ふと、彼女の身体をみてみる。均整の取れたプロポーションに、少し赤らんだ頬やお湯で上気した顔。そして、恥じらっている様子。そんな様子をみているうちに、少しずつ欲望がもたげてきた。
緊張しながらも、ゆっくりと彼女の方に歩み寄り、ぎゅっと抱きしめる。
「ちょちょ、何しとるん?」
「いや、その、ちょっと抑えられなくて。エッチな意味で」
そういう僕の下半身をみて納得したのか、真澄も。
「その、ウチもちょっと期待しとったけど。のぼせそうやな」
顔を真っ赤にしながら、そんなことを言う彼女が愛らしくて、そのままー
ーー
「あー、ほんとに、のぼせた」
「やから言うたやろ。コウも激しいし」
「真澄もノリノリだったくせに」
「それとこれとは別や」
「でも、凄い求めて……」
「それ以上言うの禁止!」
色々して、湯から上がった僕達は、浴衣を着てそんな軽口を叩き合う。
露天風呂から戻ってくると、時間は22時。寝なくてもいいけど、少し早めに寝てもいい時間だ。
「とりあえず、二人でごろんとしようか」
「ふふ。そういうのもええね」
というわけで、二人でベッドに並んで横になる。
「今日は、ホント楽しかったわ。新婚旅行、ありがとさん」
「喜んでくれてよかった。僕が行き先決めたようなものだし」
「そういうんは結果オーライやよ」
「だね」
ふと、視線を彼女の方に向けると、幸せいっぱいといった笑顔で、やっぱりこうして新婚旅行に来てよかったと思う。

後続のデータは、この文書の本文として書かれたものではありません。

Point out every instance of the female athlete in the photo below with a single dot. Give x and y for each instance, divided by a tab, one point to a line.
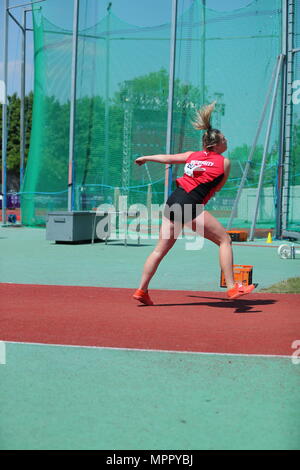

そんなことを考えていると、ふと、視線が交わる。なんだか、優しい目で見つめられている気がする。
「何、考えてるの?」
視線を合わせながら聞いてみる。
「別に。コウが旦那で良かったなーってだけや」
「そっか。僕も真澄がお嫁さんで良かったよ」
「明日も楽しみやね」
「うん」
そんなことを話していると、少しずつ眠気がしてくる。
「ちょっと眠くなってきたかも」
「ウチも。色々回ったし、いっぱい「運動」したしな」
「だから、真澄もノリノリだったでしょ?」
「それはコウがエッチやから悪いんや!」
「責任転嫁はどうかと思うな」
そんなどうでもいいことを話していると、いつの間にか眠りに落ちていたのだった。